We studied the entropy and complexity of the ⁴⁸Ca nucleus for the set of states with $J=3$ and positive parity, in the ANTOINE M scheme, and compared Shannon entropy and complexity for quadrupole two-body interactions with two different strengths, $\xi =0.01$ and $\xi =0.21$. For the weak interaction, the energies and eigenvectors show clusters or groups of states, while increasing the interaction by a factor of twenty mixes most configurations and smooths the spectrum towards a binomial-like distribution. This increase in interaction produces a transition from $1/f^2$ noise to chaotic $1/f$ noise. Comparing the entropy for the two interactions, we see that the stronger interaction gives a more uniform and higher entropy, confirming that the system with $1/f^2$ noise is more organised than the system with $1/f$ noise. Since complexity depends directly on entropy, the qualitative behaviour is similar: increasing the quadrupole interaction, which largely controls the nuclear shape, enhances configuration mixing and leads to greater complexity. Interestingly, we can also observe local complexity maxima associated with the weakly interacting clusters or groups of states in the spectrum, suggesting that, like entropy, complexity can be discussed in terms of contributions from such groups.

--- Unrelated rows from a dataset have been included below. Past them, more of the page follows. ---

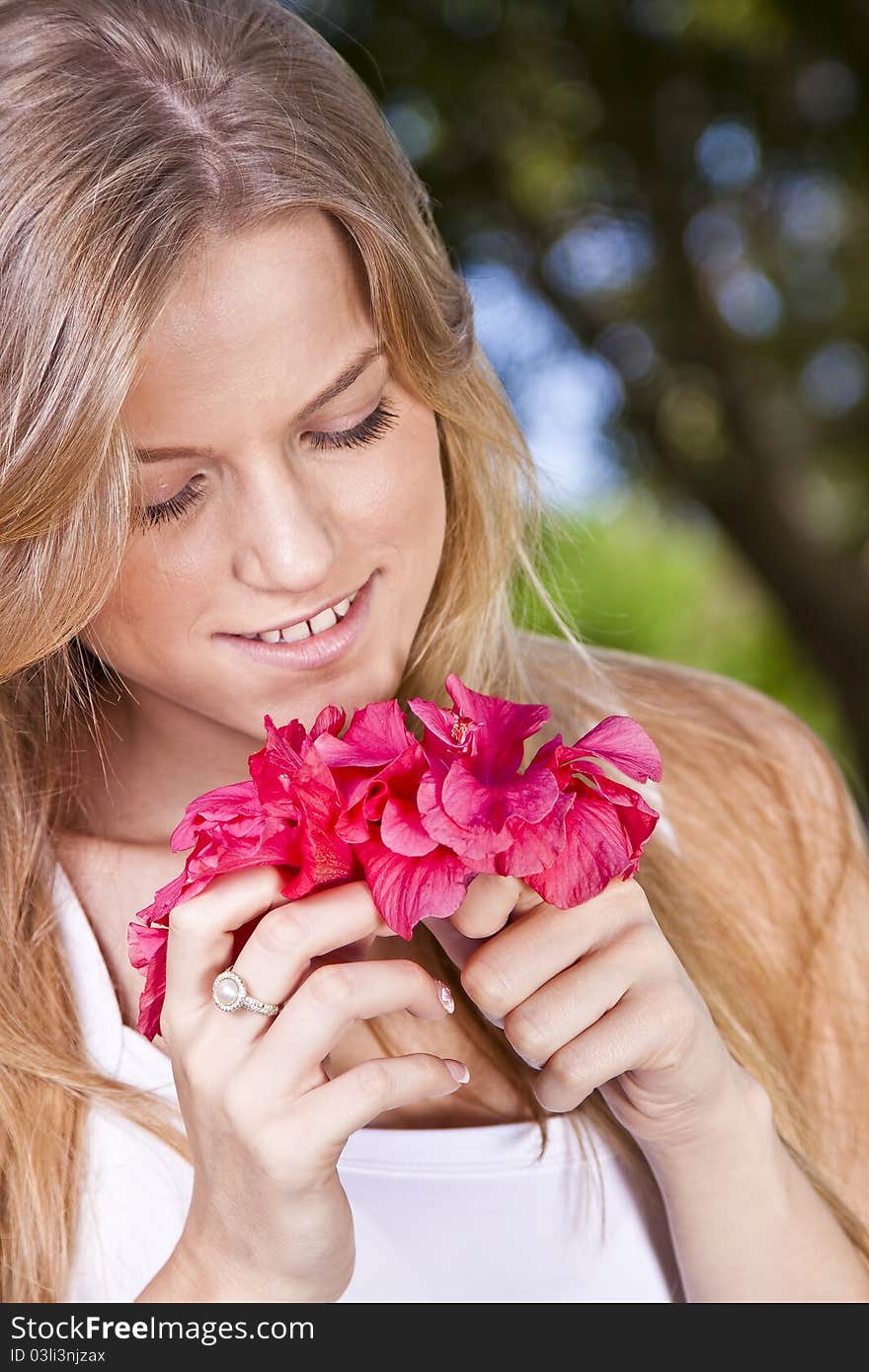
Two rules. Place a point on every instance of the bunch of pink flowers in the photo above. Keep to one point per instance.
(418, 820)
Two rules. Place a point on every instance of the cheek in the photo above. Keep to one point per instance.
(151, 600)
(411, 506)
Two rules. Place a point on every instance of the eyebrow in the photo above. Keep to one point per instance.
(348, 376)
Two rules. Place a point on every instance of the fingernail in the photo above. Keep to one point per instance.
(457, 1070)
(446, 995)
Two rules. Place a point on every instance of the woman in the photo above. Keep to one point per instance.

It is also important to note that the dependence of complexity on disequilibrium explains the slight separation between the global complexity maxima for the two interactions. The complexity maximum for $\chi =0.01$ is closer to the ordered limit $D=1$, while for $\chi =0.25$ it occurs at a smaller D, before approaching $D=0.9$.

For systems such as the atomic nucleus, we know that a maximum of complexity is not found at the extreme limits, but at an intermediate point. The position of this maximum may be close to $D=3/4$, as suggested by Figure 4b. What we can firmly state from our results is that complexity is sensitive to the structure of the interactions. Since the energies are basis-independent, the presence of level groups with chaotic structure [Figure 1b] is reflected in local complexity maxima. This implies that, for a larger quadrupole interaction that mixes configurations between different groups of states, a single global complexity maximum emerges. Therefore, the $1/f$ noise associated with quantum chaos corresponds to a single complexity maximum.